Even if there was error in the decision to admit the evidence of the prior acts, admission of Ms. C's testimony was not prejudicial under Article 59(a), UCMJ, 10 USC § 859(a). The acts alleged at this court-martial were well supported by the testimony of three victims who described very similar incidents of indecent exposure by appellant. In light of the overwhelming evidence that appellant had committed the acts with which he was charged, any error was harmless.
III. LEGAL SUFFICIENCY OF THE EVIDENCE
Appellant also contends that the evidence was not legally sufficient to support his conviction. When considering sufficiency of the evidence, this Court must determine "whether, considering the evidence in the light most favorable to the prosecution, a reasonable factfinder could have found all the essential elements beyond a reasonable doubt." United States v. Turner, 25 MJ 324 (CMA 1987) (citing Jackson v.
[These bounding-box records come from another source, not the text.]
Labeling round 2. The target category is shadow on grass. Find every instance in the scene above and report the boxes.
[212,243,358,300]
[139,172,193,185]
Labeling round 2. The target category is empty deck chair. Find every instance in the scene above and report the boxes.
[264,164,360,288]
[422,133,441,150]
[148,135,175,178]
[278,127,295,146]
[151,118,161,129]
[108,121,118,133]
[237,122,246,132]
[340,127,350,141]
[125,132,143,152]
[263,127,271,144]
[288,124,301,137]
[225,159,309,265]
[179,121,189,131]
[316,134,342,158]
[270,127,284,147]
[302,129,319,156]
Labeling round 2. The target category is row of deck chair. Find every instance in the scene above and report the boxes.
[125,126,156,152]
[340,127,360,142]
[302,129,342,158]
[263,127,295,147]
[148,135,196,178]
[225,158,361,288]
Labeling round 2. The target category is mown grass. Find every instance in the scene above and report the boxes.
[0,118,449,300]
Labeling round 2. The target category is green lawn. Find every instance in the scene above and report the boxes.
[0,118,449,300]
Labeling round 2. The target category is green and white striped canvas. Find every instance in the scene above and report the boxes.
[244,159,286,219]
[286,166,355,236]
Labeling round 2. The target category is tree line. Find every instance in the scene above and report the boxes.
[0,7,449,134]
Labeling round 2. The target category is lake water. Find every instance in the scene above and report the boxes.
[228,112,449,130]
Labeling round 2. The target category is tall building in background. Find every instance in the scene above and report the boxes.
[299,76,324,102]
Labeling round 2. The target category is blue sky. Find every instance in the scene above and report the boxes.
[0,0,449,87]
Virginia, 443 U.S. 307, 319 (1979)).
The elements of the offense of indecent exposure are:
(2) That the exposure was willful and wrongful; and
(3) That, under the circumstances, the accused's conduct was to the prejudice of good order and discipline in the armed forces or was of a nature to bring discredit upon the armed forces.
Appellant argues that the evidence was not sufficient to show that he exposed himself because two of the witnesses did not specifically observe his genitalia. He also argues that there was no evidence that he willfully exposed himself. As the Court of Criminal Appeals noted, the victims testified that appellant positioned his body in each instance with his pants unzipped and wearing no underwear, so that his genital area was clearly exposed. A reasonable factfinder could have concluded that appellant intentionally exposed himself to each of the victims in an indecent manner. That is sufficient to meet the test of Jackson v. Virginia, supra.
The decision of the United States Navy-Marine Corps Court of Criminal Appeals is affirmed.
*The cited version of all Manual provisions is unchanged from the version applicable at trial.